The Education-Deficit Does Not Explain Rising Inequality
Mark Thoma posts an extract from Discussion of Matthew Rognlie: "Deciphering the Fall and Rise in the Net Capital Share": The Honest Broker for the Week of June 14, 2015, b J. Bradford DeLong.
So what, then, is going on and driving the sharp rise in inequality, if not some interaction between our education policy on the one hand and the continued progress of technology on the other? Thomas Piketty (2014) has a guess. Piketty guesses that the real explanation is that 1914-1980 is the anomaly. Without great political disturbances, wealth accumulates, concentrates, and dominates. The inequality trends we have seen over the past generation are simply a return to the normal pattern of income distribution in an industrialized market economy in which productivity growth is not unusually fast and political, depression, and military shocks not unusually large and prevalent. …
Emphasis Mine
So, economists are rediscovering the key insights of Karl Marx about Capital.
What is also missing from Piketty's insight is that the period of 1917-89 was when an alternative political and economic system severely challenged the legitimacy and hegemony of Capitalism. This system crushed Nazi Fascism by destroying its armies at Stalingrad, Kursk, Belorussia, and Berlin.

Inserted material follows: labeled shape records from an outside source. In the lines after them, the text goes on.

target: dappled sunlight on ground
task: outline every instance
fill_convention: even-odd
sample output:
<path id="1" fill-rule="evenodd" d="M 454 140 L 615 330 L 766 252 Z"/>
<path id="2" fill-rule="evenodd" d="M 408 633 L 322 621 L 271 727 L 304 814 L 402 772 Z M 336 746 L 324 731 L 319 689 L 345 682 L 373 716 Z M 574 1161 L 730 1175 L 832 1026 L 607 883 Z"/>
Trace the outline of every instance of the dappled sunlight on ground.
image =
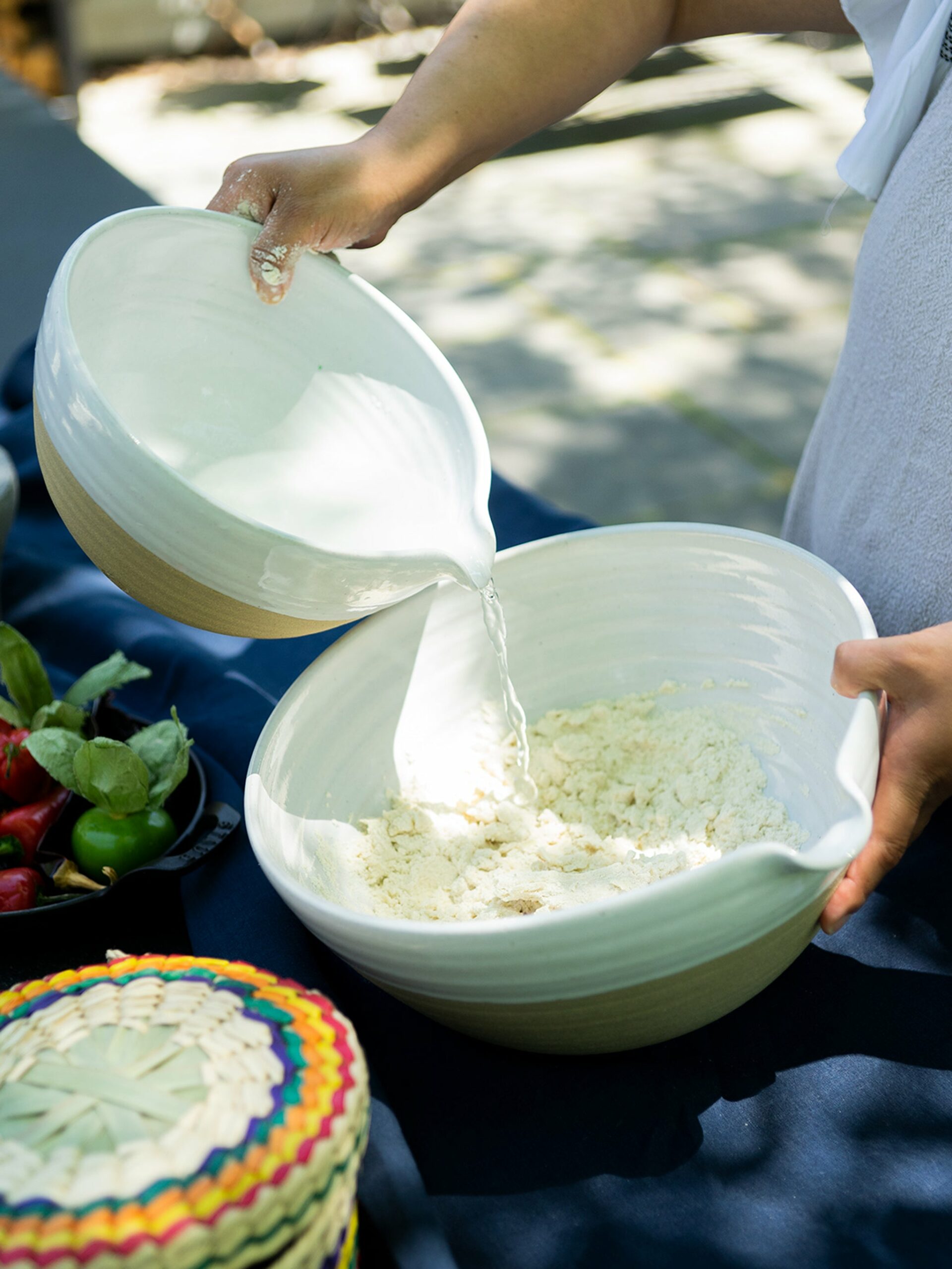
<path id="1" fill-rule="evenodd" d="M 203 206 L 239 155 L 359 136 L 435 38 L 117 75 L 83 136 Z M 777 532 L 845 330 L 868 207 L 824 220 L 867 88 L 856 43 L 675 49 L 344 259 L 446 352 L 509 478 L 600 522 Z"/>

While this system of Russian Socialism was fatally flawed through the dominance of the bureaucracy of the central planning, it was viable for over seventy (70) years. A feudal country of peasants was rapidly modernised to a point that it could crush the second largest industrialised country in the world: Nazi Germany.
The USSR also challenged the USA in the realm of scientific advance and research. Remember the space race!
The October Revolution was indeed one of the great political disturbances.